Kyoto Shimbun 1999.2.3 【京都経済 再生】
 第5部 ものづくりの挑戦 <3>  産学協同

 活性化へ成果移転
 問われる学都の真価

 染色技術の応用で新製品開発に取り組む「ニシザキ」(京都市下京区)の西崎照一社長は1月27日、京都市左京区の建築研究協会で、はやる思いを抑えながら、西本孝一京都大名誉教授(日本木材保存協会長)の返事を待った。独自開発したシリコン系はっ水剤の品質テストの結果が届く予定になっていた。待ち望んだ西本教授の答えは、製品化へのゴーサインだった。

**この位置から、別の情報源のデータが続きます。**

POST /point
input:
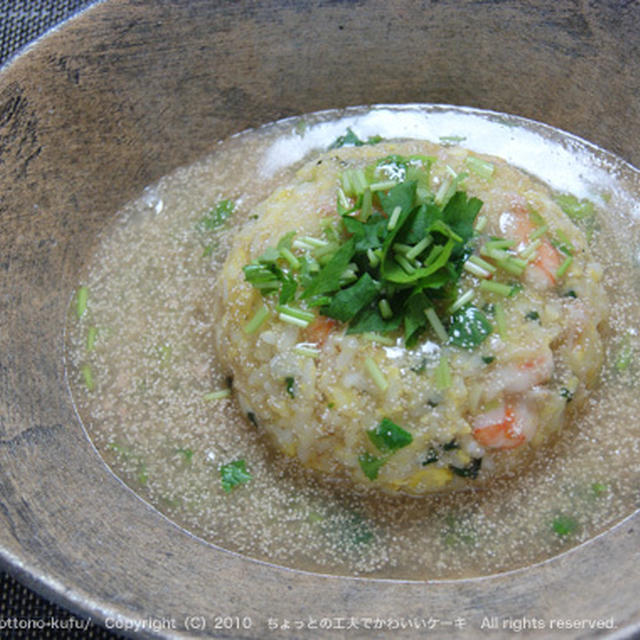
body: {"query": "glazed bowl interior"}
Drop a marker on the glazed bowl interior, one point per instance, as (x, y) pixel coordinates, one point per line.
(130, 90)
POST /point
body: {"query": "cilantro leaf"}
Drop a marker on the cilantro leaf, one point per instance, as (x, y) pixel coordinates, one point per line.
(369, 320)
(370, 465)
(460, 214)
(469, 328)
(402, 195)
(348, 302)
(328, 278)
(234, 474)
(388, 436)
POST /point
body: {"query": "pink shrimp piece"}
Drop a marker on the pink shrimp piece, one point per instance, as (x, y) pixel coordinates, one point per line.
(318, 331)
(517, 377)
(506, 427)
(516, 225)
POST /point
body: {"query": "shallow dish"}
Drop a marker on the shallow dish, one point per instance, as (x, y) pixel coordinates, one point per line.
(127, 92)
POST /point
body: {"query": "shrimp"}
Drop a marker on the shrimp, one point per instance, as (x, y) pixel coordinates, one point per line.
(516, 377)
(517, 225)
(508, 426)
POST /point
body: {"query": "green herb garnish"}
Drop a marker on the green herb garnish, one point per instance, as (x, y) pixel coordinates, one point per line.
(470, 471)
(390, 261)
(564, 525)
(388, 436)
(350, 139)
(566, 394)
(288, 383)
(469, 328)
(234, 474)
(370, 465)
(217, 216)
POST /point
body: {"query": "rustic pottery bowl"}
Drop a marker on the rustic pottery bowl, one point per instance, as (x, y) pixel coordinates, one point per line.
(130, 90)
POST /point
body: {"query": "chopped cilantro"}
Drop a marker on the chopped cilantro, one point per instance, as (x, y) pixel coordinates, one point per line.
(564, 525)
(370, 465)
(432, 456)
(389, 437)
(289, 382)
(234, 474)
(470, 471)
(217, 216)
(350, 139)
(389, 260)
(566, 394)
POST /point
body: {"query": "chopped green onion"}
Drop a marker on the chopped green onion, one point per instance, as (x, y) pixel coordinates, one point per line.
(496, 287)
(354, 182)
(538, 233)
(217, 395)
(290, 258)
(306, 349)
(481, 223)
(480, 167)
(499, 243)
(562, 269)
(309, 242)
(443, 374)
(81, 301)
(256, 322)
(343, 201)
(298, 322)
(512, 265)
(402, 248)
(476, 270)
(467, 296)
(415, 251)
(395, 216)
(529, 251)
(625, 355)
(436, 325)
(91, 338)
(295, 312)
(385, 309)
(483, 264)
(376, 375)
(501, 321)
(87, 376)
(367, 205)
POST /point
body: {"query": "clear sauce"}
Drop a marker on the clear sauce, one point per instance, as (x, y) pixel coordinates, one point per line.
(151, 365)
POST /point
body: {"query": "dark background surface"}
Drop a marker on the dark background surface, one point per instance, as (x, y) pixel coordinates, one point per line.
(21, 22)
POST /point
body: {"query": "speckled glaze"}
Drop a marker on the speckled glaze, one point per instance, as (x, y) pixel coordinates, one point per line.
(128, 91)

 はっ水剤の開発は、昨年1月から取り組んだ。木材に塗ると、防腐効果をもたらすこのはっ水剤は、防虫作用も併せ持つ。安全性を保ちつつ防虫効果が確保できるかどうかが、製品化に残された最後の課題だった。

産学連携は新産業の創造、 新技術の開発へ期待が大きい (京都工繊大)
 呉服の染色加工業として100年の歴史を持つ同社が、「産学協同」の研究開発型企業として脚光を浴びたのは、1980年に開発した色落ち、色焼けしない「堅牢(けんろう)染め」がきっかけだった。京都市染織試験場の研究員の仲介で始めた同志社女子大との共同研究の成果だった。以来、京都の大学教授らとの共同研究に取り組み、染色技術を応用した製品を次々に開発してきた。

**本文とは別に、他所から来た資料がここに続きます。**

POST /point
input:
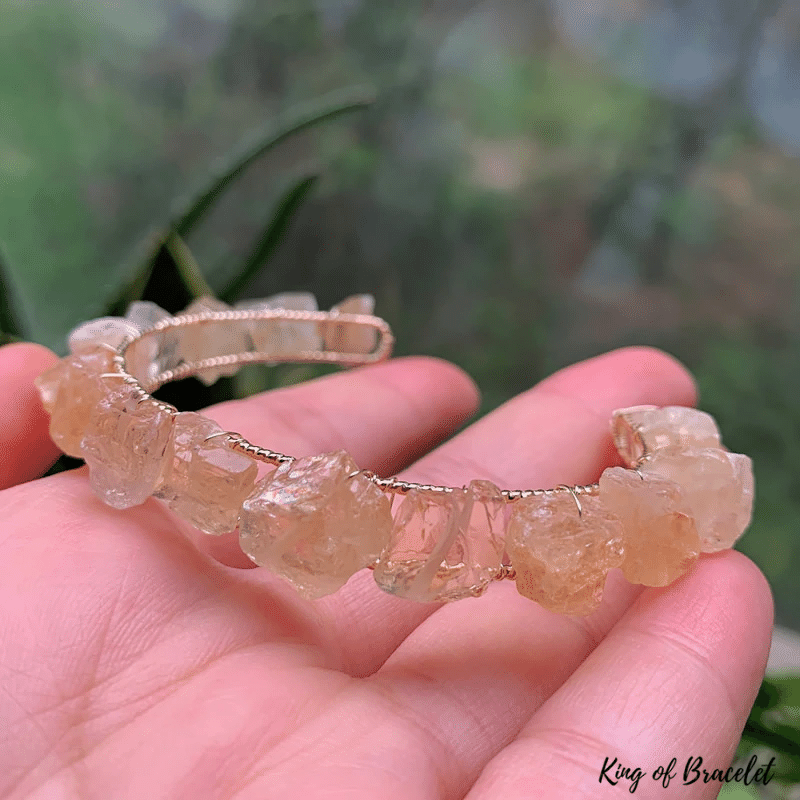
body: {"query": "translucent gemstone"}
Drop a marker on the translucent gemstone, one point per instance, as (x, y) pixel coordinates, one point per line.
(444, 546)
(213, 339)
(660, 537)
(106, 330)
(124, 445)
(283, 337)
(649, 427)
(718, 487)
(70, 391)
(205, 482)
(313, 524)
(348, 337)
(562, 557)
(156, 353)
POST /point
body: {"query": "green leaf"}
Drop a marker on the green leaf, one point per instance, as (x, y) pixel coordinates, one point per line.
(270, 237)
(328, 107)
(10, 321)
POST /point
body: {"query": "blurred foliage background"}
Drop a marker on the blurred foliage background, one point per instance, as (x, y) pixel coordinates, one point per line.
(521, 183)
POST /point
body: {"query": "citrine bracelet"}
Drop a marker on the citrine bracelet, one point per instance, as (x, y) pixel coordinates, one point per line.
(318, 520)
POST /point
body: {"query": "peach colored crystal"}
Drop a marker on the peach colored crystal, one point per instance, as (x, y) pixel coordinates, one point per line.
(111, 331)
(444, 546)
(156, 352)
(562, 557)
(205, 482)
(212, 339)
(348, 337)
(660, 537)
(312, 523)
(124, 445)
(70, 391)
(718, 487)
(648, 427)
(283, 337)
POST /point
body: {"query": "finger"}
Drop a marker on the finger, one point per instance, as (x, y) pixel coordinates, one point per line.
(385, 416)
(557, 432)
(675, 678)
(25, 444)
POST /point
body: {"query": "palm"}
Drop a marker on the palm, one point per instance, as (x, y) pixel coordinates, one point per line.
(139, 660)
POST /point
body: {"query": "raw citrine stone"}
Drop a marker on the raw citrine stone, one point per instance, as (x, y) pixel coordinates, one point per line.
(650, 428)
(70, 391)
(111, 331)
(718, 487)
(203, 480)
(444, 546)
(124, 445)
(144, 314)
(315, 523)
(348, 337)
(562, 556)
(212, 339)
(283, 337)
(156, 352)
(660, 537)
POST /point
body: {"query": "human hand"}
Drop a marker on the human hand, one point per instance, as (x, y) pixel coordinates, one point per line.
(139, 659)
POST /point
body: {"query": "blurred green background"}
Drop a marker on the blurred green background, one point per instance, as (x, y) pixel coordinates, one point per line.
(531, 183)
(521, 183)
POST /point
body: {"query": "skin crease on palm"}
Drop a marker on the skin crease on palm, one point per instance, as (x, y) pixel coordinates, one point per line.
(141, 660)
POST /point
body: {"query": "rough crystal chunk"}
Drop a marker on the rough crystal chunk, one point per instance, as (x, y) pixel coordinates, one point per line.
(660, 537)
(649, 427)
(111, 331)
(124, 445)
(444, 546)
(312, 523)
(203, 480)
(70, 391)
(348, 337)
(283, 337)
(561, 556)
(144, 314)
(718, 487)
(213, 339)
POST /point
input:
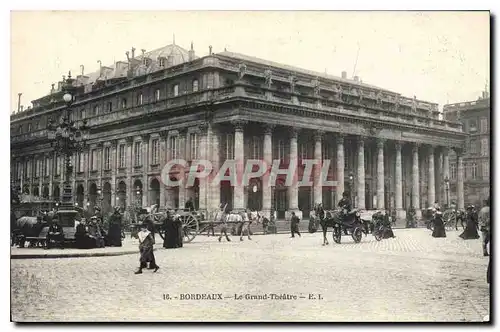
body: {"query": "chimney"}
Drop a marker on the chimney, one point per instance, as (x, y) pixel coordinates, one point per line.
(19, 107)
(191, 53)
(170, 61)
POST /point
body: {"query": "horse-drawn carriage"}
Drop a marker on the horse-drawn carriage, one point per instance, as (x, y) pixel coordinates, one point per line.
(193, 223)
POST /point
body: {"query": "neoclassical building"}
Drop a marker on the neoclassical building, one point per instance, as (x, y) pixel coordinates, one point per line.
(388, 151)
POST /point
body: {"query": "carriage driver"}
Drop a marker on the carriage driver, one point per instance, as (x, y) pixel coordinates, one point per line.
(345, 205)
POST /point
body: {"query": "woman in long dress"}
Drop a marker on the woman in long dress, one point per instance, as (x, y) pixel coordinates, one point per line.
(470, 231)
(439, 230)
(146, 249)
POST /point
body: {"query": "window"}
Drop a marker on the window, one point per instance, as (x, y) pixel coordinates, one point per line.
(473, 170)
(107, 158)
(484, 125)
(155, 147)
(210, 80)
(256, 150)
(484, 147)
(173, 144)
(230, 146)
(46, 167)
(486, 169)
(473, 146)
(453, 171)
(93, 160)
(121, 156)
(472, 126)
(325, 154)
(303, 151)
(81, 160)
(281, 150)
(137, 154)
(193, 143)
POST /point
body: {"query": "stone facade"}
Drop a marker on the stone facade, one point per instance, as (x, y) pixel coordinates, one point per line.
(381, 145)
(475, 117)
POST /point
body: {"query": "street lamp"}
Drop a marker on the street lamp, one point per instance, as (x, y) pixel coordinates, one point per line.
(67, 138)
(447, 189)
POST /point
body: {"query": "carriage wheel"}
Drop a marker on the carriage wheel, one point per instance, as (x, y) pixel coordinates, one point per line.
(337, 234)
(357, 234)
(190, 227)
(378, 233)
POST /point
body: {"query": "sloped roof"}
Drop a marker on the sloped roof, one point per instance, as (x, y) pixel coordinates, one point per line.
(296, 69)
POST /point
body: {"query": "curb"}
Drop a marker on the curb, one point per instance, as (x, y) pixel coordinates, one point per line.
(76, 255)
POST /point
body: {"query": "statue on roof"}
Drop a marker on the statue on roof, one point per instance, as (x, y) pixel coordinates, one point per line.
(293, 82)
(242, 70)
(316, 86)
(268, 74)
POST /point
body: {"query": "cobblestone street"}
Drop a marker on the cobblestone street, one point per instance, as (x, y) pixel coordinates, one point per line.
(412, 277)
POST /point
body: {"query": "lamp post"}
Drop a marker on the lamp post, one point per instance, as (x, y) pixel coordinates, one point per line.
(67, 138)
(351, 181)
(447, 189)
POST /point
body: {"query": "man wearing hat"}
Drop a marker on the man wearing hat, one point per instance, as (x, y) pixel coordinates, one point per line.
(146, 249)
(484, 222)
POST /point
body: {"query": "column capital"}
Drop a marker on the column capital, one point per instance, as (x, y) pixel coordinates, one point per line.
(340, 138)
(415, 147)
(203, 127)
(318, 135)
(361, 140)
(239, 125)
(268, 128)
(380, 142)
(294, 132)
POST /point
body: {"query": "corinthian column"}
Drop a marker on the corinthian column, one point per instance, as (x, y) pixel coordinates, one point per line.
(340, 166)
(380, 175)
(460, 180)
(431, 187)
(361, 173)
(239, 156)
(268, 159)
(398, 177)
(416, 183)
(293, 190)
(318, 186)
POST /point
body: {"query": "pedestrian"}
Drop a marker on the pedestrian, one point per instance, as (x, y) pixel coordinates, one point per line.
(146, 250)
(294, 225)
(484, 221)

 「ものづくりで生き残るには、伝統の技術だけでは難しい。大学の研究者の知識、技術で新しい血を吹き込まなければ」。西崎社長は、大学との連携に中小企業の生き残りをかける。

 拠点整備も急

 京都には、40近い大学が集積し、企業経営者と大学の研究者のネットワークを構築してきた。それが京都企業の強みを生んできた、と言われている。

 米国は80年代、大学からの技術移転を成功させ、数多くの新産業を創出した。時を経ずして、日本でも「大学の研究資源を社会に還元すべきだ」という気運が高まった。

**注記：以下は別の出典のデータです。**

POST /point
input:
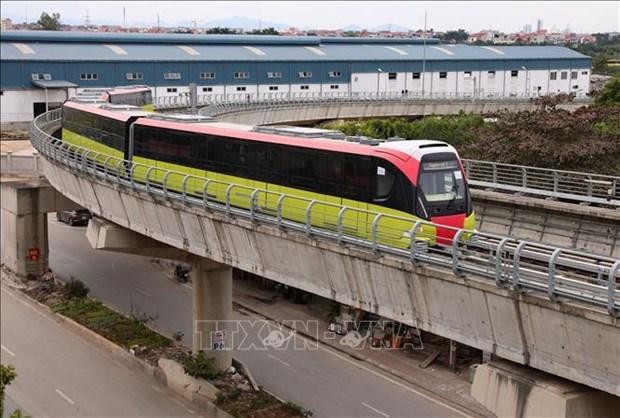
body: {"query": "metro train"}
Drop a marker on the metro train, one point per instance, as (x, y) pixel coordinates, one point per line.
(412, 180)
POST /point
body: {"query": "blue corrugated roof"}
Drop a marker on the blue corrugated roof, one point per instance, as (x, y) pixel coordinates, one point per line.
(60, 51)
(172, 38)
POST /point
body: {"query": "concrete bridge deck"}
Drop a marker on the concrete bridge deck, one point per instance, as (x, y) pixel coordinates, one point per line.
(565, 337)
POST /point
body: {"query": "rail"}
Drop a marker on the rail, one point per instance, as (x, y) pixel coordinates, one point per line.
(557, 273)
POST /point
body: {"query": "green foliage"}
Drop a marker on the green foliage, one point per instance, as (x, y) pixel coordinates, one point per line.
(19, 414)
(75, 289)
(610, 94)
(220, 31)
(7, 375)
(266, 31)
(198, 365)
(454, 36)
(124, 331)
(587, 139)
(49, 22)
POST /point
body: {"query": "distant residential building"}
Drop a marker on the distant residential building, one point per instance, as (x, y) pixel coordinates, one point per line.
(6, 24)
(539, 25)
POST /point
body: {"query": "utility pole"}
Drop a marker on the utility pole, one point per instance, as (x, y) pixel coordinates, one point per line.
(424, 55)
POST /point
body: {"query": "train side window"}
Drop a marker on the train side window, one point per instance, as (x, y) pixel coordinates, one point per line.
(384, 182)
(333, 172)
(304, 170)
(356, 178)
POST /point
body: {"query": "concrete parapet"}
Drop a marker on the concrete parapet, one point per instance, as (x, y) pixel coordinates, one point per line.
(591, 229)
(509, 390)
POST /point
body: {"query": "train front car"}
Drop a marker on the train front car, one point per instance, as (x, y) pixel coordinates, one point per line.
(440, 186)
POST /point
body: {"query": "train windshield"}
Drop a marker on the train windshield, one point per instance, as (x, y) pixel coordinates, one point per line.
(442, 188)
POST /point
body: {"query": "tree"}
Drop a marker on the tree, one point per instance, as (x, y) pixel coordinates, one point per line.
(48, 22)
(453, 36)
(610, 95)
(220, 31)
(7, 375)
(267, 31)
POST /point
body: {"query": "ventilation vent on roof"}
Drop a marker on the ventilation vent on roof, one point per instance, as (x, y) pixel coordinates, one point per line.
(119, 107)
(180, 117)
(434, 144)
(299, 131)
(364, 140)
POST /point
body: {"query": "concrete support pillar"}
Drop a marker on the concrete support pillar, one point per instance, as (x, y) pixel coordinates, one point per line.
(25, 204)
(511, 390)
(212, 311)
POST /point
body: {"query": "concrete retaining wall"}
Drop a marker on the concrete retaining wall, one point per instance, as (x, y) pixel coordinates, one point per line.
(570, 340)
(312, 112)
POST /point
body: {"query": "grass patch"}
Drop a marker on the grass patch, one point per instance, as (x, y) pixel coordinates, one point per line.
(124, 331)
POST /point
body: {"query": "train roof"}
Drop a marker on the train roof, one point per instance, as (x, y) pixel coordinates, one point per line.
(122, 115)
(313, 143)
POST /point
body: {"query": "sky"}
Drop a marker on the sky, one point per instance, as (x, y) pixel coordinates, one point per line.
(506, 16)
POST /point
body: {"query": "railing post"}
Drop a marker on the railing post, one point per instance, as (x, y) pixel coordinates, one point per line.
(309, 216)
(9, 161)
(279, 209)
(551, 284)
(253, 204)
(611, 288)
(184, 187)
(205, 193)
(374, 231)
(455, 251)
(147, 180)
(516, 260)
(339, 223)
(165, 181)
(412, 240)
(498, 261)
(228, 191)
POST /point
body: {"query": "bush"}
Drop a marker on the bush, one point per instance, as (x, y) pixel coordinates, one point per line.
(75, 289)
(198, 365)
(298, 410)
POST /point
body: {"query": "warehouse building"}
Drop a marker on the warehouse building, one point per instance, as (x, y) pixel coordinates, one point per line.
(41, 69)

 国立大では87年度から地域企業の共同研究拠点となる「地域共同センター」の設置が始まり、98年度までに全国の約50大学にセンターが整備された。理工系学部を持つ私立大でも産学連携システムの構築が急速に広がっている。

 90年に誕生した京都工芸繊維大地域共同研究センターのセンター長黒川隆夫教授は、大阪大の助手だった79年からワコールとの共同研究に取り組み、コンピューターを活用した人体のシルエット分析方法の開発を担ってきた経験を持つ。「大学は、産業界との連携を深めるだけでなく、研究成果を新製品や新技術の開発にどう結びつけ、どう企業の活性化に役立てるかまで問われるようになってきた」と言い切る。

 特許料を還元

 昨年8月の「大学等技術移転促進法」施行は、大学の研究成果の産業界への移転を一層押し進める法律として注目を集めた。同法施行を受け、大学と産業界の橋渡しとなる「技術移転機関(TLO)」設立の動きが各地で始まっている。

 昨年10月、京都リサーチパーク(下京区)と立命館、京都大教員有志が出資して「関西TLO株式会社」(下京区、社長・大野豊京都大名誉教授)を設立した。大学の研究成果を権利化した上で企業にあっせんし、特許料を研究費に還元する「知的創造サイクル」づくりを狙う。

 同社は現在、大学研究者や企業を対象に「技術情報クラブ」の会員集めを進めている。中村卓爾専務は「98年度中に事業の核となる研究成果、技術などの権利化を進め、企業への移転に向けた準備を整えたい」と意気込む。

 不況が深刻化し、閉塞感が強まる中で、産学協同への期待は高い。地域で芽生えた企業と大学連携の動きをどう育て、地域経済再生に結びつけるのか。学術研究都市・京都の真価が問われている。